If the Spurs win Game 6 Tuesday night — they are up 3-2 and you know they are going to come out with a great game plan and exploit every Heat mistake — it will signal a shift in the conversation about LeBron’s ultimately legacy.
After last year’s Finals we started to wonder if he would live up to his potential, if LeBron would end up in the Magic, MJ, Kareem “greatest of all time” tier. Lose and will appear to be more in the Wilt Chamberlain tier — the greatest physical specimen of his day, a guy ahead of his time, who could not get his team to beat the best teams of his era.
LeBron is 28, in the prime of his career, it is too early to say what we will think of him a decade from now. It’s a world of instant analysis (this blog is certainly part of that) but some things take time to fully come into focus. Legacy is one of those things.
But another loss, making LeBron 1-3 in the NBA Finals, starts to change the conversation.
“I have to come up big, for sure, in Game 6,” LeBron said after Game 5. “Me being one of the leaders of this team, I do put a lot of pressure on myself to force a Game 7, and I look forward to the challenge. We have to worry about Game 6 and going back home, being confident about our game, being confident about getting a win, which we are.”

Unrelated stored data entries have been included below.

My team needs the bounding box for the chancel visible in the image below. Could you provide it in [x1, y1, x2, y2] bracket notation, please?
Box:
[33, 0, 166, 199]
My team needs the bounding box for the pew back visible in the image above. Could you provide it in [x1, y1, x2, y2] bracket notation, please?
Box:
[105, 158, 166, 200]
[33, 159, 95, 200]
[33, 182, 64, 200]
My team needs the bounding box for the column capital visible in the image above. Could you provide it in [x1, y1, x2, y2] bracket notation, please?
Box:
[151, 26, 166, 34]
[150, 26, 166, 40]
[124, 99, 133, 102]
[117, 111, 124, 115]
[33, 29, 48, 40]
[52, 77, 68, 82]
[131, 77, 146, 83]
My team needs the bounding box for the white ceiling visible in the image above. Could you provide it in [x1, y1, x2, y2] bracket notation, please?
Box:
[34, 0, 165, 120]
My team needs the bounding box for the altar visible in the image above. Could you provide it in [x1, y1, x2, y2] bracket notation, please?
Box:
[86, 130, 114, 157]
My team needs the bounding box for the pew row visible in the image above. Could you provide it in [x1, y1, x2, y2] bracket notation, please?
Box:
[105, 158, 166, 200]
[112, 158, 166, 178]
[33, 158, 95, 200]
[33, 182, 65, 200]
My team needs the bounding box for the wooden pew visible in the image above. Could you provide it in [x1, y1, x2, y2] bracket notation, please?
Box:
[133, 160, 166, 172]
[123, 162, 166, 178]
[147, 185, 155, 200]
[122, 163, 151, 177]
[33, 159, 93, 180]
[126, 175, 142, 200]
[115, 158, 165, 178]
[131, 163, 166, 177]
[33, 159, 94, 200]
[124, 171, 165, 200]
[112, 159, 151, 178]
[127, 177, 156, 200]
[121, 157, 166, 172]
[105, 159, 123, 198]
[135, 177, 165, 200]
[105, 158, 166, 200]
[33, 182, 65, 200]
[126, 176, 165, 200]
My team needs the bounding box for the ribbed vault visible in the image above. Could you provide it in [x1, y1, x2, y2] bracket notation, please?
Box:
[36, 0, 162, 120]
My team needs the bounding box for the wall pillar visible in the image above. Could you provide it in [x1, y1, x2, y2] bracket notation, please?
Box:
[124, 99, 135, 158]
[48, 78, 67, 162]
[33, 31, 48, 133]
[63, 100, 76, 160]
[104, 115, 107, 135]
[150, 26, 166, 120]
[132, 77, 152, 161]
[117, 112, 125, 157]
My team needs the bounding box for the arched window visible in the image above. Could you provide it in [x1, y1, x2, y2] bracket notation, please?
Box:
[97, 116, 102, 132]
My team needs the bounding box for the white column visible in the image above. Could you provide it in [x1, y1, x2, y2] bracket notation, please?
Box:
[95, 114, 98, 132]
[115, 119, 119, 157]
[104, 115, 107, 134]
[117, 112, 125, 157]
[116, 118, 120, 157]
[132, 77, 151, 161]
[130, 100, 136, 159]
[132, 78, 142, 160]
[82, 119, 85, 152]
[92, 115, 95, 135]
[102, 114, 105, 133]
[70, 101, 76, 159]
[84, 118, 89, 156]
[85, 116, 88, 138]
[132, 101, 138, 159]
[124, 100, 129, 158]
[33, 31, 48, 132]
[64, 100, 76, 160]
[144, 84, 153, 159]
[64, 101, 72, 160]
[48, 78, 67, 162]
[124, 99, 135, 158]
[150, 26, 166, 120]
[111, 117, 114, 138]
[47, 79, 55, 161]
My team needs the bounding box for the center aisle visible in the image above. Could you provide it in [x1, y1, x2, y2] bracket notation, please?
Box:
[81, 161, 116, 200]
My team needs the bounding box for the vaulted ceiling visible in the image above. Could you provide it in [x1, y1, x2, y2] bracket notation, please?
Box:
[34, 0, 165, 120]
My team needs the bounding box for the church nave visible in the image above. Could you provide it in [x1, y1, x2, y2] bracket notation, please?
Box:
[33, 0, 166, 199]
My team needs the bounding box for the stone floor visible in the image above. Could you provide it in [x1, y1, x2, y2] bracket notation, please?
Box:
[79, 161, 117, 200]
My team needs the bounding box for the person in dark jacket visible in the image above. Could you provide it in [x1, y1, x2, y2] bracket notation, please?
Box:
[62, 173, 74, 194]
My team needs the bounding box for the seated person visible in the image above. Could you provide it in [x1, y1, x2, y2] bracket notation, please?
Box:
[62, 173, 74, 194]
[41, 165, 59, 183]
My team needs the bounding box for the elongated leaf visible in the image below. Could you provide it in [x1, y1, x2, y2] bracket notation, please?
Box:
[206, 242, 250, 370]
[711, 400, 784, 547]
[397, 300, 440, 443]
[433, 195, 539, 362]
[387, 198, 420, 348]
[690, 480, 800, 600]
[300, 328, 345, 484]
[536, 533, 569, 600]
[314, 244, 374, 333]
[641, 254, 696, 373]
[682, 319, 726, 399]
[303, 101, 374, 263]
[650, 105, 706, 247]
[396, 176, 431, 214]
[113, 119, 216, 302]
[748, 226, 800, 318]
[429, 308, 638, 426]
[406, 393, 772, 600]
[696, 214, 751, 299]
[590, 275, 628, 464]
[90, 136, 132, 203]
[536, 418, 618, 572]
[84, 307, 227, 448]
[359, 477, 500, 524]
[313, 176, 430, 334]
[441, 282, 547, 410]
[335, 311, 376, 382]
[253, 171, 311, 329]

You could explain away LeBron’s first loss in the NBA Finals — he single-handedly carried an inferior Cavaliers team to the big stage, only to fall to a much better Spurs team. Even the 2011 Heat you can say was a great team still figuring out who it was. Those Heat were learning to play together and had a thin bench. Last season’s NBA Finals win, where LeBron owned games late, seemed to suggest LeBron and the Heat had figured it out.
But all season he — and Dwyane Wade, and Chris Bosh, and all the Heat —coasted for long stretches. After cruising through two rounds of the playoffs, the Heat have been intermittently dominant and pedestrian, unable to impose their will on games for a full 48 minutes. Particularly in the Finals the counterpunching Spurs have taken advantage of Heat mistakes and withstood almost every Heat run. The Spurs have been the more consistent, and better, team.
The pressure of legacy in Game 6 is not on the Spurs — they already go down as one of the greats of their era — it is on the Heat. Miami doesn’t have the excuses of not knowing how to play together or a thin bench anymore.
The pressure is self-imposed; LeBron went public with “not two, not three, not four” and set the bar high.
Now he has to reach it or get called out for it.